Nadira s'arrêta. Une légère brise faisait danser ses courtes mèches noires. Livenn aurait voulu s'accrocher à elle, l'entourer de ses bras et peut-être, pleurer sur sa vie passée ; mais la solaine aveugle se situait au-delà de tout cela. Livenn l'adorait déjà comme une idole sacrée, qu'elle ne souhaitait pas salir de sa propre souffrance. Avec ce naturel propre aux plus jeunes de toute race, elle avait changé en quelques instants à peine : désormais tout son espoir tendait vers le Cercle de Lumière ; tout son amour vers Nadira.
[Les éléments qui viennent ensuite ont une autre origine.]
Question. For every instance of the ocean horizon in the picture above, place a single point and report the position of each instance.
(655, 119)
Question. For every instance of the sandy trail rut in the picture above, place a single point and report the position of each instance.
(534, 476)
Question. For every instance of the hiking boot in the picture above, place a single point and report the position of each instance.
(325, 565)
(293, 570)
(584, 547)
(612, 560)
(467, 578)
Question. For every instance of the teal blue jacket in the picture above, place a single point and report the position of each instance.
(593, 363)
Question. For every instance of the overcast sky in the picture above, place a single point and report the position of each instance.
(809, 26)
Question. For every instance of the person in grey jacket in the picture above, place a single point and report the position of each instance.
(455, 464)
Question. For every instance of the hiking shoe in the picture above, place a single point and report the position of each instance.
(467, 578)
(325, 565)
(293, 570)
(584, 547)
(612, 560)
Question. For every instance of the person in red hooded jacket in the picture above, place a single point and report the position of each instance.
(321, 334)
« Il y a plusieurs choses importantes que tu dois savoir, Livenn. Le reste, tu pourras l'inventer toi-même ; ce que diront les mages d'Arcs, même moi, ne compte pas vraiment. Nous ne sommes pas des savants. Nous manquons cruellement de lumière, nous aussi. Notre assurance ne vient pas de nous-mêmes, mais des solains qui placent sans cesse leurs espoirs en nous. Nous sommes poussés dans un rôle pour lequel nous sommes trop petits.
— Dis-moi.
— Nous sommes des êtres de lumière.
— Que veux-tu dire par là ?
— C'est à toi de faire signifier ces mots. Pas moi. »
Trop occupée à l'écouter et à compter les étoiles du Cercle, Livenn trébucha sur une marche trop étroite. Alors que son corps tombait en arrière, dans une chute sans fin, cherchant vainement à s'accrocher à quelque chose, sa main se referma sur une corde invisible dans l'air devant elle.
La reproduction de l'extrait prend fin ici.